Hacker News new | ask | show | jobs
by quinthar 3537 days ago
To be clear, we're talking about functionality that is not implemented or fully designed. Today all transactions are committed on all nodes in the same order, which is a much simpler world. I agree, the multi-threaded replication case is a much more complex and interesting world, with much greater performance opportunities. Lots of exciting problems to solve when we get there!
1 comments

> Today all transactions are committed on all nodes in the same order, which is a much simpler world.

This is difficult to reconcile with:

> - For the highest performance, you can designate a transaction as "asynchronous" and the master will commit immediately

because if the leader crashes, a replica becomes leader and starts accepting writes, then the old leader recovers as a replica, without something like an epoch number it won't be able to tell that it has commits that the current leader doesn't (using a unique incrementing transaction number based on just a counter at the leader won't work, because it won't necessarily be unique across leader elections thanks to the asynchronous commits).

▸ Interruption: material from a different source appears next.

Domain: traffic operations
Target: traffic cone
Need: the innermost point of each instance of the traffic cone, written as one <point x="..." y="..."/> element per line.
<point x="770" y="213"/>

Ah, sorry for the confusion. Every transaction is given an incrementing ID by the leader, and every follower commits the transactions in ID order.

Furthermore, every commit has a running SHA hash of all prior commits (and every node keeps a history of the last few million commits). This way any two nodes can compare their journals to make sure they agree -- and if there is any split, then the cluster kicks that node out.

Basically, there is no scenario in which a node that commits a different transaction (or a transaction in a different order) is allowed to remain in the cluster.

I think this or something like this can probably work if you're okay with losing all data that wasn't acked by a majority (though I suspect actually recovering a divergent replica would be very difficult), but this doesn't work with the batch commit idea at all, does it? Seems like it enforces strict serial ordering of writes (even nonconflicting ones).